The Rhetoric of Playing Dumb on Statistical Significance – Further Comments on Oreskes

As a matter of policy, I leave the comment field turned off on this blog. I don’t have the time or patience to moderate discussions, but that is not to say that I don’t value feedback. Many readers have written, with compliments, concurrences, criticisms, and corrections. Some correspondents have given me valuable suggestions and materials. I believe I can say that aside from a few scurrilous emails, the feedback generally has been constructive, and welcomed.
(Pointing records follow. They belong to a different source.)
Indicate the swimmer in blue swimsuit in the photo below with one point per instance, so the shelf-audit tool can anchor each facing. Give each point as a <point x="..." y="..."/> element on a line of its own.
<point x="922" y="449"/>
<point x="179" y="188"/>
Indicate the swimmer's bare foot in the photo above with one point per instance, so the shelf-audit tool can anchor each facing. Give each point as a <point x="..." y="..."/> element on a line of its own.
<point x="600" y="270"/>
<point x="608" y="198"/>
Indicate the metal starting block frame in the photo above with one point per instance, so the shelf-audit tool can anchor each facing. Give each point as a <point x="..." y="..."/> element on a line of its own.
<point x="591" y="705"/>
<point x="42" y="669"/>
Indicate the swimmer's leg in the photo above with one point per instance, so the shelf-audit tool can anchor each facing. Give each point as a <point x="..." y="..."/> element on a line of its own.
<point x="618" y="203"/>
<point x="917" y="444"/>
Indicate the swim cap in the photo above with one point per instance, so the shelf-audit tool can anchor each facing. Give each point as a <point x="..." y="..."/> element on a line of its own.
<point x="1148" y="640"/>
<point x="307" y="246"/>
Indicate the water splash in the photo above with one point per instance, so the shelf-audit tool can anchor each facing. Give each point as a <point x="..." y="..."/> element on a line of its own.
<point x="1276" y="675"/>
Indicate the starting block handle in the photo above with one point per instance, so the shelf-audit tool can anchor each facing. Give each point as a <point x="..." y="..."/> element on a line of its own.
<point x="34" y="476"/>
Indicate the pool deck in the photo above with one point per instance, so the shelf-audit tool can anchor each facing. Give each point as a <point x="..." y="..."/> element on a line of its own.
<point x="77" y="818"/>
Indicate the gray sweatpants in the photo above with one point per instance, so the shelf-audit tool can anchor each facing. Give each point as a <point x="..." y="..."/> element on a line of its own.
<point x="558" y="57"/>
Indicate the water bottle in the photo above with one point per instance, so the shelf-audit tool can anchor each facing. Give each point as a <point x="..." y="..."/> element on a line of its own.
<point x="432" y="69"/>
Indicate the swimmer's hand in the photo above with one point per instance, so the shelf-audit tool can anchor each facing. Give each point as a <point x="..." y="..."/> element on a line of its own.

My last post was on Naomi Oreskes’ opinion piece in the Sunday New York Times[1]. Professor Deborah Mayo asked me for permission to re-post the substance of this post, and to link to the original[2]. Mayo’s blog does allow for comments, and much to my surprise, the posts drew a great deal of attention, links, comment, and twittering. The number and intensity of the comments, as well as the other blog posts and tweets, seemed out of proportion to the point I was trying to make about misinterpreting confidence intervals and other statistical concepts. I suspect that some climate skeptics received my criticisms of Oreskes with a degree of schadenfreude, and that some who criticized me did so because they fear any challenge to Oreskes as a climate-change advocate. So be it. As I made clear in my post, I was not seeking to engage Oreskes on climate change or her judgments on that issue. What I saw in Oreskes’ article was the same rhetorical move made in the courtroom, and in scientific publications, in which plaintiffs environmentalists attempt to claim a scientific imprimatur for their conclusions without adhering to the rigor required for scientific judgments[3].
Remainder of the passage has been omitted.